Panglima juga menegaskan bahwa dirinya juga tidak pernah membaca dokumen tersebut. Namun demikian menurutnya, Mabes TNI akan membentuk tim untuk menelusuri bocornya dokumen tersebut.

 

“Kita sedang terus mengejar siapa yang membocorkan dan tentu ada hukum pidananya.

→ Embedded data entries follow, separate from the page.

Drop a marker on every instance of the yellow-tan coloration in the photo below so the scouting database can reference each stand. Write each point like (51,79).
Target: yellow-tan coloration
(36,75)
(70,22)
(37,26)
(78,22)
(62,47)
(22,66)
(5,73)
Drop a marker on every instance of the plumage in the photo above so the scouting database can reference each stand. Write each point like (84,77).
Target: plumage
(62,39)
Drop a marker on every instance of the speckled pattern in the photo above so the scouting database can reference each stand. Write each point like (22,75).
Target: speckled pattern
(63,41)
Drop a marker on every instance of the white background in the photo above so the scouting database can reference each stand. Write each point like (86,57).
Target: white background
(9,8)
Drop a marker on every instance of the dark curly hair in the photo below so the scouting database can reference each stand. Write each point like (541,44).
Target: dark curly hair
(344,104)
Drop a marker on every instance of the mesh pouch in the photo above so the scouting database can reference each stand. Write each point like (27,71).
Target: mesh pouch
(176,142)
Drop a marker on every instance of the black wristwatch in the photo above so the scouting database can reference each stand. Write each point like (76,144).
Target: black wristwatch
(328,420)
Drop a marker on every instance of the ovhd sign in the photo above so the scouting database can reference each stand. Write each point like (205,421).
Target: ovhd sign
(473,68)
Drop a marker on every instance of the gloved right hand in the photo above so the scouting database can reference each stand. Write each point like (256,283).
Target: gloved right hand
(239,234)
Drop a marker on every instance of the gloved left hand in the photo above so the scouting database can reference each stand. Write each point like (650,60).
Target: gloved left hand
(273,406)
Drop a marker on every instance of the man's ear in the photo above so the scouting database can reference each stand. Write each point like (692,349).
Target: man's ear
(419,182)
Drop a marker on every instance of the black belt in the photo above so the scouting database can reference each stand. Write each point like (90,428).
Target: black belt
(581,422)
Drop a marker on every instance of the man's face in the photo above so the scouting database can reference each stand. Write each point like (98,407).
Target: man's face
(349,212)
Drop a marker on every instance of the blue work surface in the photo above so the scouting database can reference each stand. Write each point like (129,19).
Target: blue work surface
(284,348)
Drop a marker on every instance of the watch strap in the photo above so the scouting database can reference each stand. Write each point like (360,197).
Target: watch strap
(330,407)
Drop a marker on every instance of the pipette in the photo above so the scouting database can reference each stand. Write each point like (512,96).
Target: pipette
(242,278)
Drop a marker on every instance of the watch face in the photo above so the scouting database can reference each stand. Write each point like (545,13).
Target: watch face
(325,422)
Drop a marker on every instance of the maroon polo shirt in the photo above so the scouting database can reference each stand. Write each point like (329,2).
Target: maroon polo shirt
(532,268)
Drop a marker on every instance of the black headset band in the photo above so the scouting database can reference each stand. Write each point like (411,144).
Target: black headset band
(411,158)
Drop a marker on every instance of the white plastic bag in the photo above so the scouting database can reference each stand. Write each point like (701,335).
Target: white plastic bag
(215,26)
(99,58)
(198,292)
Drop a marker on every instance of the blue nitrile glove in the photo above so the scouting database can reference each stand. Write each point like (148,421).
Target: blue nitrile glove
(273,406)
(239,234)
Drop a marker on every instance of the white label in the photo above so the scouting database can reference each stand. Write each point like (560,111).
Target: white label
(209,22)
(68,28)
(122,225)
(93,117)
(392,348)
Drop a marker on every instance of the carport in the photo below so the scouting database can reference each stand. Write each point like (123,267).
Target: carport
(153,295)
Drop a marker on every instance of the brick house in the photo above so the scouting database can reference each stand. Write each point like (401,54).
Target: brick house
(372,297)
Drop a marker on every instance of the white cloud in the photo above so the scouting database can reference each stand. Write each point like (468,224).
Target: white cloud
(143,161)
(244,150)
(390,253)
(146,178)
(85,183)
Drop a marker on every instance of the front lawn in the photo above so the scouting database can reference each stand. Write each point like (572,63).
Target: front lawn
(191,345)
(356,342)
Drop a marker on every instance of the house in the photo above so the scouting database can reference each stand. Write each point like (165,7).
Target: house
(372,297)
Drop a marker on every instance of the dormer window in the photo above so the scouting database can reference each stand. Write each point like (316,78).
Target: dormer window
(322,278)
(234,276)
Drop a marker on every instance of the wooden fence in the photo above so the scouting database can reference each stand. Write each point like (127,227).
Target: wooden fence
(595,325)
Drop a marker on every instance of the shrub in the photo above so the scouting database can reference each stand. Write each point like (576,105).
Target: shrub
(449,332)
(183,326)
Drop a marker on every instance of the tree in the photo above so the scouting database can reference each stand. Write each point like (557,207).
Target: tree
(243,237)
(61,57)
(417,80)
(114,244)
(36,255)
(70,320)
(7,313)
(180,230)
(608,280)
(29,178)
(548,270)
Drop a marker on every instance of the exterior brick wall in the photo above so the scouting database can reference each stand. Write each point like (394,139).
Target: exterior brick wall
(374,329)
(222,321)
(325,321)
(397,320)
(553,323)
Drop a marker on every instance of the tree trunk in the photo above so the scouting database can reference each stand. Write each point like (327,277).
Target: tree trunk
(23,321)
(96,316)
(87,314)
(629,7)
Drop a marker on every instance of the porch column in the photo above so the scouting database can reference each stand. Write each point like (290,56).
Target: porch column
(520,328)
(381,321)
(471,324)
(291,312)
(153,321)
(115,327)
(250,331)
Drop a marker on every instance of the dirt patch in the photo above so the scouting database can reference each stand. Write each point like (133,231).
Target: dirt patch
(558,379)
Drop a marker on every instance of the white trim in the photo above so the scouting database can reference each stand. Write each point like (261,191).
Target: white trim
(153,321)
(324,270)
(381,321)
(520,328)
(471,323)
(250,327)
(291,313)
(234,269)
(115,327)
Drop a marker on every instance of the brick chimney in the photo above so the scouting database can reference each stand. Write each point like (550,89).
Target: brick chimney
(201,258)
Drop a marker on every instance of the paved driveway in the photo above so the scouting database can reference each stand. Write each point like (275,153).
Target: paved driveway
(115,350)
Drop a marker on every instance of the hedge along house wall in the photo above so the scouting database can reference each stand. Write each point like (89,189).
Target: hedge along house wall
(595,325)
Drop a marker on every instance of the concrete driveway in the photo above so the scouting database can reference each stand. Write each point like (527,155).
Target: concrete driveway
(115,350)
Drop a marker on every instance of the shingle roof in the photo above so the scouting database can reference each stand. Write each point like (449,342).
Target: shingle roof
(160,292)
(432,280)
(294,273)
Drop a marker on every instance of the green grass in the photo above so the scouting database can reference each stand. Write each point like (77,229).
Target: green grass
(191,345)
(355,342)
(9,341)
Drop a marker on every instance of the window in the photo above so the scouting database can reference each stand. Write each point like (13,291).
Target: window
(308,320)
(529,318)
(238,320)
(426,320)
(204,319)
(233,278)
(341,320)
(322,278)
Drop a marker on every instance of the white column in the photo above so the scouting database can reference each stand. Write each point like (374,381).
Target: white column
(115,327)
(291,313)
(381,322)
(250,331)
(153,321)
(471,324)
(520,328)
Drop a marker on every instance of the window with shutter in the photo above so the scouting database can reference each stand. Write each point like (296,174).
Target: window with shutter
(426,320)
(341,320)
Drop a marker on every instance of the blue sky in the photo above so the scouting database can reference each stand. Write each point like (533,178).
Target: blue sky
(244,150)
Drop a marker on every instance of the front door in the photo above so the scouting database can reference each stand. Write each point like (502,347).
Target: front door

Kita lihat konteksnya dari sisi politik maupun dari sisi hukum bagaimana” demikian tegas Panglima TNI Jenderal TNI Dr. Moeldoko kepada pers seusai memberikan pengarahan kepada para Perwira Tinggi TNI di Mabes TNI Cilangkap, Jakarta. Jum’at (13/6).

Dalam rilis yang diterima Bergelora.com disebutkan pengarahan tesebut dihadiri oleh Wakasad, Wakasal, Wakasau, Kasum TNI serta para Panglima Komando Utama Operasional (Pangkotamaops) TNI dan Panglima Komando Utama Pembinaan (Pangkotamabin) TNI.

 

Masih Hilang

Dalam dokumen DKP bernomor KEP/03/VIII/1998/DKP itu, ada nama-nama korban penculikan oleh Satgas Mawar dan Satgas Merpati Mawar, Komando Pasukan Khusus (Kopassus) dibawah perintah Prabowo Subianto. Korban penculikan yang disebut sebagai aktivis kelompok radikal Partai Rakyat Demokratik (PRD) adalah Andi Arief, Aan Rusdianto, Mugianto, Nezar Patria, Haryanto Taslam, Raharjo Waluyo Jati, Faisol Reza, Pius Lustrilanang dan Desmon J. Mahesa. Semuanya sudah pulang semua dan Prabowo Subianto beserta beberapa anggota Kopassus sudah dihukum atas perbuatannya.

Sedangkan beberapa nama aktivis dan orang yang masih hilang tidak tercantum di dalam dokumen dengan kop surat Angkatan Bersenjata Republik Indonesia, Markas Besar, Dewan Kehormatan Perwira tersebut. Mereka adalah WJ Thukul, Herman Hendrawan, Bimo Petrus, Suyat, Deddy Hamdun, Yani Afri, Sonny, Noval Al Katiri, Ismail, Ucok Mundandar SiahaanHendra HambaliYadin Muhidindan Abdun Nasser.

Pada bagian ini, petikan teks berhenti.